Dr Raihan, also an economics professor at Dhaka University, said despite a record remittance inflow in the past six months, the respondents made a mixed bag.

Around 82.1-per cent households claimed they received less remittance from abroad and 64 per cent received less remittance from within the country compared to what they received before Covid-19.

"A possible explanation for this paradox is that a substantial amount of remittance was received through informal channels prior to the pandemic and since these channels had been blocked, households received less money compared to before."

About record remittance and its impact on micro level, Dr Hussain said most remittances came from countries like the US, the UK, Singapore and Saudi Arabia, not from Middle-Eastern countries.

Citing a collapse in hundi market, he said expatriates in Middle-Eastern countries used to send money via hundi.
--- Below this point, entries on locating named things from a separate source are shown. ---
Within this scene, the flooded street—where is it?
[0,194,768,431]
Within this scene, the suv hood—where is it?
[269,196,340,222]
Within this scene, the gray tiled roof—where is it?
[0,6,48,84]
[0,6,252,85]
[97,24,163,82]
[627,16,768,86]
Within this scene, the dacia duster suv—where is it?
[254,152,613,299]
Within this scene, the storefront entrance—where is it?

As such channels were blocked, many now remit through formal platforms.

"Conversion of remittance transfer from informal to formal channels has increased dollar's liquidity in the local foreign-currency market which helped lower interest rates and enhanced the banking sector's lending ability."
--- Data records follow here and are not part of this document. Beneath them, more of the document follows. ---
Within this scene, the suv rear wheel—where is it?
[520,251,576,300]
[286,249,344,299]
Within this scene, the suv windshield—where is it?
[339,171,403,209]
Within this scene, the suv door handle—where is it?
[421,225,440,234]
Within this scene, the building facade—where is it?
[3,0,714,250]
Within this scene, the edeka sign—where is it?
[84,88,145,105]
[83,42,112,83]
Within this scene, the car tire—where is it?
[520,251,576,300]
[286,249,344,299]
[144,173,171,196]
Dr Akash said there remains a question as to whether the jump in poverty rates and backward mobility induced by Covid-19 is temporary or long-lasting.

"To understand whether the crisis will persist, it's important to figure out the key areas which have been most negatively impacted and whether it's possible to replenish the economic losses through short-term initiatives."

On the paradox in remittance earnings, he provided three possible explanations: the micro-macro mismatch in remittance is either for a hundi market collapse, the festival effect or repatriation of workers with long-term savings.

Ms Khatun said the survey reaffirms the reality that the pandemic has caused depletion in income and savings and loss in employment opportunities for a significant proportion of the population.

"It can be expected that much of the milestones in socioeconomic development and poverty alleviation accomplished over the years are at risk of reversal due to Covid-19 crisis," she stated.

Pointing to accelerated technological integration in industries during the pandemic, Ms Khatun said technology may replace many jobs in the coming days, especially low-skilled ones, to further create risk in employment generation initiatives.

According to the survey, households adopted strategies to cope with income loss during the pandemic: 48.72 per cent resorted to borrowing, 32.4 per cent relied on savings, 27.33 per cent cut cost on non-food items, and 27.02 per cent changed their dietary patterns.

Again, 16.67-per cent households resorted to donations from friends and relatives.

To mitigate virus impact on different sectors, SANEM suggested addressing Covid-19 crisis, increasing safety-net coverage like direct cash transfer to poor people, price stability, fighting corruption and job creation.

SANEM, in collaboration with the general economic division under the Planning Commission, conducted a nationwide survey in 2018 covering 10,500 households.

For the survey, SANEM approached the same set of respondents for telephone interviews with 5,577 households from all eight divisions and 64 districts.